第15話 怪我の功名

「ごめん白木……あたしのせいで……」

「町田さんのせいじゃないってば。気にしなくていいよ」


 現状は病院からの帰り道だ。

 ……あのあと、凛音は駆け付けた警察に現行犯で逮捕され、僕は救急車で病院に運ばれた。命に別状はないけれど、ペンが刺さりっぱなしの左手を処置してもらうためである。病院到着後は局所麻酔で感覚を鈍らせながらペンを抜かれて、軽い形成手術を施されてから縫われた。僕は処置のあいだ、グロが苦手なのでずっと目を閉じていた。

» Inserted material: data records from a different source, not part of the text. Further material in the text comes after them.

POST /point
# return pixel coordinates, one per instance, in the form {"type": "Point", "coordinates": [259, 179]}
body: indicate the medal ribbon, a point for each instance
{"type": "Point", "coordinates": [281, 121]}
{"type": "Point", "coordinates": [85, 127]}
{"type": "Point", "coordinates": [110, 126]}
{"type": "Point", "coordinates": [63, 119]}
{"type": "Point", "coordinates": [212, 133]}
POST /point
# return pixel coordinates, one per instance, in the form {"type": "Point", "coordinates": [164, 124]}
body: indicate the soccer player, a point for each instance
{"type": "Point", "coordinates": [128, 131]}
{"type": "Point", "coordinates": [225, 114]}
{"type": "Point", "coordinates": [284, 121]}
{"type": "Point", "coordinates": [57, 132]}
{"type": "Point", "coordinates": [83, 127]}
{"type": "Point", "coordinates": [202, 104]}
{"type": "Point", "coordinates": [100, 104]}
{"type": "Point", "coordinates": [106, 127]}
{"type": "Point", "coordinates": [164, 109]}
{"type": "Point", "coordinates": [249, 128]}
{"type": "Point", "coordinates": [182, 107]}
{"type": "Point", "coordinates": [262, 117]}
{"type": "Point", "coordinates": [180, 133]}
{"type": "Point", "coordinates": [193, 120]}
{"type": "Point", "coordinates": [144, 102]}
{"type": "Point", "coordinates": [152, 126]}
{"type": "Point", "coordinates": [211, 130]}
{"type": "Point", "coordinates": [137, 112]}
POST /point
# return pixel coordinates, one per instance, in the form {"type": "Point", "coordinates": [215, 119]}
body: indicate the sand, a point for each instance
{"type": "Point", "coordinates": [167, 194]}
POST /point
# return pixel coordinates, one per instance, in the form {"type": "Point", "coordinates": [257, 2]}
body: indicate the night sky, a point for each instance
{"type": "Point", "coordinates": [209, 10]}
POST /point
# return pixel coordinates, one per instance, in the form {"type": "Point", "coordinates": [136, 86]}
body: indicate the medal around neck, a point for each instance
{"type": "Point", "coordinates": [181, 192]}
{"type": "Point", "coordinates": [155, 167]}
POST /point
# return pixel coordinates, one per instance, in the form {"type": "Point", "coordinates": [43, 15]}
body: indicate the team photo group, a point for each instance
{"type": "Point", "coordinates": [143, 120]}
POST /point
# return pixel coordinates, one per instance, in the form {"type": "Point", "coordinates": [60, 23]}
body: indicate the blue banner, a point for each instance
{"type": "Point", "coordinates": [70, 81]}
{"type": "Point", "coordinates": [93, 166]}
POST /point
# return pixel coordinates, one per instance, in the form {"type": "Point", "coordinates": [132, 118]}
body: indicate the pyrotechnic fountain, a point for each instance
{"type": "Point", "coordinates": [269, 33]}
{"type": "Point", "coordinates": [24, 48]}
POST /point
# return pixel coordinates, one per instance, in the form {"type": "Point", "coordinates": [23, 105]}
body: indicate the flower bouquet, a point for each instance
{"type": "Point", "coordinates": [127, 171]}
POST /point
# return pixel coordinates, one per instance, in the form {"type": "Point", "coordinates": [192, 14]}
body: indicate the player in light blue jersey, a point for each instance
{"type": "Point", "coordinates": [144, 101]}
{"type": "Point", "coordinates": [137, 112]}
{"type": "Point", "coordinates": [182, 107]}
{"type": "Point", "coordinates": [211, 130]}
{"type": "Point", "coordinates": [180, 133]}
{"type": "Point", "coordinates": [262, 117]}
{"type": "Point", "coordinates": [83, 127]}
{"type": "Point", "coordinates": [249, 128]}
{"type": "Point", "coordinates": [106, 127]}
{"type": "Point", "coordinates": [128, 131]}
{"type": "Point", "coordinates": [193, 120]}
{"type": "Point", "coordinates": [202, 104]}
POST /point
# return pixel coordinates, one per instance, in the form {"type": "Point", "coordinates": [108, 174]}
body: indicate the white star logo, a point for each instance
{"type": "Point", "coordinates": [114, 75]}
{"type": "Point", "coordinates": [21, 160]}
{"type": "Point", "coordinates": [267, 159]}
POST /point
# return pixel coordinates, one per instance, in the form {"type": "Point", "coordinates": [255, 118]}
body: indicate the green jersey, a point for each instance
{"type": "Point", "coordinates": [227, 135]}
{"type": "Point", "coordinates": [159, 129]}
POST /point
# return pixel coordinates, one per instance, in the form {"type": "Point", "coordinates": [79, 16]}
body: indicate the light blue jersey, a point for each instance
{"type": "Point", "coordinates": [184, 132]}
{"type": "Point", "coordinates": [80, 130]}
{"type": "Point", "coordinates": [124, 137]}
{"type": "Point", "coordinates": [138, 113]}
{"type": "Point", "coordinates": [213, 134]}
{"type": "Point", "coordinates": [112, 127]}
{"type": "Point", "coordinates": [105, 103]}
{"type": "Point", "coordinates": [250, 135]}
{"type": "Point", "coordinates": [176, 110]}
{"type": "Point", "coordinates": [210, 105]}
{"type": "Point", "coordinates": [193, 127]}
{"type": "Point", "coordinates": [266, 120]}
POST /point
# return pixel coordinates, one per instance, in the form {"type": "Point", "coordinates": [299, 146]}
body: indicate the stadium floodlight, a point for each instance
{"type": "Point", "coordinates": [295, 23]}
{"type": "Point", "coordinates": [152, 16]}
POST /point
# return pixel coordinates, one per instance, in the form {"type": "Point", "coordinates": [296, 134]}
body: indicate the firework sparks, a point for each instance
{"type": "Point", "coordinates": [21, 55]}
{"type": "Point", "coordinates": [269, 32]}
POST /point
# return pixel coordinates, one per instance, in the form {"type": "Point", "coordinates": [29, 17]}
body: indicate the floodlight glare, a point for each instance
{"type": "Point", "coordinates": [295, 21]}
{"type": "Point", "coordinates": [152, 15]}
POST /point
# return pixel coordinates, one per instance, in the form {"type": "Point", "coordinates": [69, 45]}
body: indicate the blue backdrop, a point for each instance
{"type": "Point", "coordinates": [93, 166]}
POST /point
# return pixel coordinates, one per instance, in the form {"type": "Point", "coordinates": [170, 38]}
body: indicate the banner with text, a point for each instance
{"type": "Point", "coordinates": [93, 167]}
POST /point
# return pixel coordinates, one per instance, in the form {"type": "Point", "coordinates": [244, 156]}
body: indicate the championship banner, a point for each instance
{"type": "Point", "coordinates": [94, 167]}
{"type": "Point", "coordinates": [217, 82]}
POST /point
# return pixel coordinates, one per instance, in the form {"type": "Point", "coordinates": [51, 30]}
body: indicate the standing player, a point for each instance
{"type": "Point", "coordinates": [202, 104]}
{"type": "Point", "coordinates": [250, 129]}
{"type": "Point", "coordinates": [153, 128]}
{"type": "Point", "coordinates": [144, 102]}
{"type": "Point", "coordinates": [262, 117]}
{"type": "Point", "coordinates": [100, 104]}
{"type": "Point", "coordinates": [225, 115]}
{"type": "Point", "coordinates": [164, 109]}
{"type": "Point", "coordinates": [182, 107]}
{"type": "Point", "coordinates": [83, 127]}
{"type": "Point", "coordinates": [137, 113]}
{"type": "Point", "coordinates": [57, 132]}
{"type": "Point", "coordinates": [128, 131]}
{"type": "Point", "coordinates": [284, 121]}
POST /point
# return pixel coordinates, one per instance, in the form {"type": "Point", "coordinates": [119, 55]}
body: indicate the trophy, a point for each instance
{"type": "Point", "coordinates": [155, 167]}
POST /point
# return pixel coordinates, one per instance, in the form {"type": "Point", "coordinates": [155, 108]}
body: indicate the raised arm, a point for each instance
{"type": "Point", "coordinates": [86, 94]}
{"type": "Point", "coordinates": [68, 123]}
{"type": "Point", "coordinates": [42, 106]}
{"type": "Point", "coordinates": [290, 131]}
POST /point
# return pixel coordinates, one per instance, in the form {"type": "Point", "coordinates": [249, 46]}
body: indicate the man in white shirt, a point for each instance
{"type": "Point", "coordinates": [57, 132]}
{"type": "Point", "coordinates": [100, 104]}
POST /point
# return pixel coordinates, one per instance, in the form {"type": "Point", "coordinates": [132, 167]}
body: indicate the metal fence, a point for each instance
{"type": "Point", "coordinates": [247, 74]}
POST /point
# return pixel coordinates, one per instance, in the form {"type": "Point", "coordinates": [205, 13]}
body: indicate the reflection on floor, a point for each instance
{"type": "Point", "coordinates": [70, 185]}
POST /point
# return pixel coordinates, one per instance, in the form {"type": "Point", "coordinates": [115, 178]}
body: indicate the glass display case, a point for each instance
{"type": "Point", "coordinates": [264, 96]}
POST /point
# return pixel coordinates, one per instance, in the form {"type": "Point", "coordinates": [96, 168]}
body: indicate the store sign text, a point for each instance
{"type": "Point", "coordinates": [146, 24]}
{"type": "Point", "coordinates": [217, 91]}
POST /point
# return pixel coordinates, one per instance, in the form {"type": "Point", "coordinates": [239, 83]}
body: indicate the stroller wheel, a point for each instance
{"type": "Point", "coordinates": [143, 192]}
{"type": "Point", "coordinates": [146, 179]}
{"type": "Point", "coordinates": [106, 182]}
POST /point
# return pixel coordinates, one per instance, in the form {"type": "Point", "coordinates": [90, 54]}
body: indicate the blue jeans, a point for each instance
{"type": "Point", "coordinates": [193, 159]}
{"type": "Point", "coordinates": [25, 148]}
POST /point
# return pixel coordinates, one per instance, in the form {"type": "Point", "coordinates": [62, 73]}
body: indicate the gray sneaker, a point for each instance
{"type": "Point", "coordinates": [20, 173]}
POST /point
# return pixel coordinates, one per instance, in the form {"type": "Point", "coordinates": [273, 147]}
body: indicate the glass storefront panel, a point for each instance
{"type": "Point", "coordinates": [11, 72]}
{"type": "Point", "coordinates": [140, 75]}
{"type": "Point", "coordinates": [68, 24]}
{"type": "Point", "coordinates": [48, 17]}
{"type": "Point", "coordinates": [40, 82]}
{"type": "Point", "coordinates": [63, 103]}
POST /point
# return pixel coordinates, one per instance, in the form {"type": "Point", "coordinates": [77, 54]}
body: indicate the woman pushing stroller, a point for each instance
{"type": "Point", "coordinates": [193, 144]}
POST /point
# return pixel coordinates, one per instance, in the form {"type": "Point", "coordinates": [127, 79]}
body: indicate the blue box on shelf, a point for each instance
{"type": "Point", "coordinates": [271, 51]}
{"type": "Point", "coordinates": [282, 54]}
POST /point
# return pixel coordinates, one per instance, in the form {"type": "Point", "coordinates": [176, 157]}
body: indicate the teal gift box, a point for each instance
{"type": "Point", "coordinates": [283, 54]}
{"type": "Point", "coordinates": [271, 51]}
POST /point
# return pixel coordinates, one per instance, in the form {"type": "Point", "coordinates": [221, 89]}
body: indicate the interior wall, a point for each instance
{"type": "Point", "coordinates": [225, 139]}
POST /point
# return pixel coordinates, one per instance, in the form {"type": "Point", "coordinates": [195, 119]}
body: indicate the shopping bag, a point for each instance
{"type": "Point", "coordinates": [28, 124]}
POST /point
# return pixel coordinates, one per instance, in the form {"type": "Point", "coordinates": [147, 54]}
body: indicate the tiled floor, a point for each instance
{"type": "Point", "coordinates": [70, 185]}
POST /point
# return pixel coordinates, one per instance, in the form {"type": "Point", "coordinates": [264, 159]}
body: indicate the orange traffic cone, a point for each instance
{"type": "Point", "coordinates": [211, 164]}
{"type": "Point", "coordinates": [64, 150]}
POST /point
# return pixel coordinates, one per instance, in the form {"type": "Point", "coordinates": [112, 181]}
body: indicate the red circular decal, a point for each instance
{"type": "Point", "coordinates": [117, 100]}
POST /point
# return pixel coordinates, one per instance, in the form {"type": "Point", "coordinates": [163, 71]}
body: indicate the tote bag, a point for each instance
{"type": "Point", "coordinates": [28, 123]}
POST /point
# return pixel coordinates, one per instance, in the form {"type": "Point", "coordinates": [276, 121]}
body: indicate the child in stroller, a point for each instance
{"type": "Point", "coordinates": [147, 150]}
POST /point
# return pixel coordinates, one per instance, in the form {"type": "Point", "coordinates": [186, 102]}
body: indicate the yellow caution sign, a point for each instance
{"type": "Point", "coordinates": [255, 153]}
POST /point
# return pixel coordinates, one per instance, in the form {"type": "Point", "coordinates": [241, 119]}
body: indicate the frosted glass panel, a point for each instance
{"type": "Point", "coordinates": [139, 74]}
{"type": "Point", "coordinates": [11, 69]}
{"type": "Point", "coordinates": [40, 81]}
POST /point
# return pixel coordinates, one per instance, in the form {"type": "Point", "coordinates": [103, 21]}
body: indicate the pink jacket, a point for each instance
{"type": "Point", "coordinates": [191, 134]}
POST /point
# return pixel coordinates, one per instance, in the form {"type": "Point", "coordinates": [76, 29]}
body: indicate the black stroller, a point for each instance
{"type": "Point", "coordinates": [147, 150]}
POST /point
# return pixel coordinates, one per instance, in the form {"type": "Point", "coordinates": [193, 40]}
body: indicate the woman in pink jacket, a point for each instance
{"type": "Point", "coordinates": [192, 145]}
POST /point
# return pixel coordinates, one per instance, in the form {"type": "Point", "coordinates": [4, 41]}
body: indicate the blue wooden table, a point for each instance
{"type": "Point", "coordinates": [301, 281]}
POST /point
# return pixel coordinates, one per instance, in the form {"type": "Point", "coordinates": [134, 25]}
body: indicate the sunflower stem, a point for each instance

 それから病院で事情聴取を受けて、さっきようやく解放されての帰宅中。

 左手は麻酔が切れて痛みが出始めているけれど、我慢出来ないほどじゃないから別にいい。町田さんを守れた勲章と思えば、誇らしい気分だった。


「……凛音はさ、これからどうなるんだろうね」


 マンションへの帰路を歩きながら、町田さんがぽつりと呟いた。西日に照らされているその表情は浮かない。でも凛音の心配をしての呟きじゃなくて、それは単なる好奇心から来る疑問だと思う。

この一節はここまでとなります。